Le pape Pie IX béatifia Germaine Cousin le 7 mai 1854, et la canonisa le 29 juin 1867. Les patronages qui suivirent découlent directement des spécificités de sa propre vie, plutôt que de sonner comme des titres génériques ajoutés après coup : elle est vénérée comme patronne des enfants maltraités et négligés et des victimes de maltraitance infantile en particulier, ainsi que des pauvres, des bergères et des bergers, et des personnes en situation de handicap ou de difformité physique. À une époque bien plus consciente de la maltraitance infantile qu'à celle de sa canonisation, l'histoire de Germaine — le récit documenté de la cruauté subie par une enfant dans sa propre famille, affrontée avec une résilience et une foi que sa famille ne lui avait jamais donné de raison de développer — a pris un poids renouvelé, précisément dans ce contexte de protection de l'enfance. Sa fête est célébrée le 15 juin. Pour en savoir plus sur la manière dont l'Église a reconnu des saints à travers différentes formes de souffrance et de besoin, voir le Répertoire des saints patrons.

Trivia

Qui était sainte Germaine Cousin ?
Germaine Cousin était une bergère de Pibrac, près de Toulouse, née en 1579 avec une main déformée et une maladie de peau défigurante, qui subit une cruauté documentée de la part de sa belle-mère et mourut en 1601 à 22 ans, restée dans la mémoire pour une dévotion profonde et autodidacte malgré une totale négligence familiale.

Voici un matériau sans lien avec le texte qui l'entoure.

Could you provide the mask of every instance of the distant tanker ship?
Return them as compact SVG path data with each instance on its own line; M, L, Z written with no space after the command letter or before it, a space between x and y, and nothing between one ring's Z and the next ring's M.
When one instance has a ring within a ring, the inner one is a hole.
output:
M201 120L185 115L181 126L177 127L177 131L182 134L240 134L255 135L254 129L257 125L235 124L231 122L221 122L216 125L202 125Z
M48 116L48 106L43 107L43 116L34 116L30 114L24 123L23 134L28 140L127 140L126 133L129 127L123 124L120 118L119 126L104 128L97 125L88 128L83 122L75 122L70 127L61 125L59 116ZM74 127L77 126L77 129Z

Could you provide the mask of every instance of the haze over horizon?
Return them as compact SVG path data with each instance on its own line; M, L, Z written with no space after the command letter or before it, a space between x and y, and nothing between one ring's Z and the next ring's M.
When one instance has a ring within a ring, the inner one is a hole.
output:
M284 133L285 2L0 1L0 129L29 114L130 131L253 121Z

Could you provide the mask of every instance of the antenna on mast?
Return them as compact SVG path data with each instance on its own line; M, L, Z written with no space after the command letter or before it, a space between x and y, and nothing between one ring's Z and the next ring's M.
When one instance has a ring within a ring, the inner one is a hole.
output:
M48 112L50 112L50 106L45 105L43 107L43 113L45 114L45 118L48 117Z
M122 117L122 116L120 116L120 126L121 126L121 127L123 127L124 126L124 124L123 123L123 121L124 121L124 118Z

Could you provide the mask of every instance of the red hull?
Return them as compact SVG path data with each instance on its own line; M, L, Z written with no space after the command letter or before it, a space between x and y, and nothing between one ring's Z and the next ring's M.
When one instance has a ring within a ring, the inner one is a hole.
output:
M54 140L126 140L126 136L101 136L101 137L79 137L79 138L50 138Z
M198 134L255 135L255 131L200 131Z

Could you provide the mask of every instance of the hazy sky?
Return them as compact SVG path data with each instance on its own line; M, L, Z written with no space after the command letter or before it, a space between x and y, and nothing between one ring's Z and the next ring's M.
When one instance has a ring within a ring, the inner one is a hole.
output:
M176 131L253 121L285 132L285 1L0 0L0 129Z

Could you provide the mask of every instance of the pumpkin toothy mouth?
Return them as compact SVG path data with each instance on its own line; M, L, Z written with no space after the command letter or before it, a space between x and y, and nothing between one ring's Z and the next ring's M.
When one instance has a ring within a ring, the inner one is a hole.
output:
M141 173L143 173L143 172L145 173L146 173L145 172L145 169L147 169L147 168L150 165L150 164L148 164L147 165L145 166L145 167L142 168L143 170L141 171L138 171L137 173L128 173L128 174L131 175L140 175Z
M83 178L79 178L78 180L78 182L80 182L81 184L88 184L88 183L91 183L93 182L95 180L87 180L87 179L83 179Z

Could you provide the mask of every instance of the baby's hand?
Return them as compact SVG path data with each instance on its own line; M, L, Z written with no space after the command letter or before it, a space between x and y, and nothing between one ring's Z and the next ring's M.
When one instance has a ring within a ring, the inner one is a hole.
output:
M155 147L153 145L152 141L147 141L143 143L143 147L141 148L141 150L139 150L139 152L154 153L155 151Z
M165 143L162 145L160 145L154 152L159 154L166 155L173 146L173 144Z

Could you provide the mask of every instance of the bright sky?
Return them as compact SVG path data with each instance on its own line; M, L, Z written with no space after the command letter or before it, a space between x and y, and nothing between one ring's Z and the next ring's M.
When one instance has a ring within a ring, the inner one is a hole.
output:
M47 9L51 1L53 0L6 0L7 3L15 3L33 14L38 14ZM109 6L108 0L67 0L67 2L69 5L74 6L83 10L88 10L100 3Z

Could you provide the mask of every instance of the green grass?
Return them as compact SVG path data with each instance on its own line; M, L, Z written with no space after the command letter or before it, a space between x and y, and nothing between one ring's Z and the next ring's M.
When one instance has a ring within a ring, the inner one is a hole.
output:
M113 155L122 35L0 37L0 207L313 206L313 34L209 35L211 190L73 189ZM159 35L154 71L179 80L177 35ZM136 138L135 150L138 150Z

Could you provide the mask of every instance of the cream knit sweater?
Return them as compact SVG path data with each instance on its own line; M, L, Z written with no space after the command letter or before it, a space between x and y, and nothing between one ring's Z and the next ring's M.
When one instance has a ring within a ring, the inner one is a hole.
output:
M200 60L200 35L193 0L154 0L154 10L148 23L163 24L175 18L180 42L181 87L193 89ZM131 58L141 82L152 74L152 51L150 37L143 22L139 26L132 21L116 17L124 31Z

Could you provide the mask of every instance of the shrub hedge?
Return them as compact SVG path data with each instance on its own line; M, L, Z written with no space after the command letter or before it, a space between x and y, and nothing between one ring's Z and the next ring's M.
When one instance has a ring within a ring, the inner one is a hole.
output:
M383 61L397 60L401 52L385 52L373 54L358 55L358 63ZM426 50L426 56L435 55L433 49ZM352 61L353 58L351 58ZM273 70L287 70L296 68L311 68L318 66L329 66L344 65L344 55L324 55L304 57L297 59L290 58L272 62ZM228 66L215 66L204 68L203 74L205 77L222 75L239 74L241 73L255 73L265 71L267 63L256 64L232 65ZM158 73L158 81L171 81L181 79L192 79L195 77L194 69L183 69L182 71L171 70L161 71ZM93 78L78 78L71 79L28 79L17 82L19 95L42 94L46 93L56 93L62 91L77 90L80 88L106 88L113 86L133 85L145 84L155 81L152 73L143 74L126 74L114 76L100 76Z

Comment Germaine Cousin était-elle traitée par sa famille ?
Selon les récits réunis pour sa cause de canonisation, sa belle-mère la faisait dormir dans une remise, la nourrissait si peu qu'elle aurait appris à manger dans l'écuelle du chien de la famille, et l'aurait, selon la tradition, une fois laissée plusieurs jours dans un caniveau ; la mère de Germaine étant morte jeune, elle fut envoyée garder les moutons de la famille plutôt que d'aller à l'école.
Est-il vrai qu'un ange gardien protégeait le troupeau de Germaine pendant qu'elle était à la messe ?
Ce détail vient de la tradition pieuse attachée à son culte plutôt que d'une documentation historique indépendante — l'histoire veut qu'un ange ait veillé sur ses moutons pendant qu'elle s'échappait chaque jour pour aller à la messe, et qu'aucun animal n'ait jamais été perdu aux loups pourtant bien présents dans la région, mais il faut le comprendre comme une légende venue s'ajouter à une vie par ailleurs documentée, non comme un fait vérifié.
Le corps de Germaine Cousin fut-il retrouvé incorrompu après sa mort ?
Des témoignages de 1644, lorsque sa tombe dans l'église paroissiale fut rouverte pour un autre enterrement, décrivent son corps comme remarquablement préservé et les fleurs qu'elle tenait dans les mains comme encore fraîches ; ces éléments figurent dans la documentation réunie plus tard pour sa cause, et doivent être compris comme ce que les témoins de l'époque rapportèrent, plutôt que comme un fait vérifié par la science médico-légale moderne.
De quoi sainte Germaine Cousin est-elle la patronne, et quand fête-t-on sa mémoire ?
Elle est la patronne des enfants maltraités et négligés, des victimes de maltraitance infantile, des pauvres, des bergères et des bergers, et des personnes en situation de handicap ou de difformité physique ; sa fête est célébrée le 15 juin.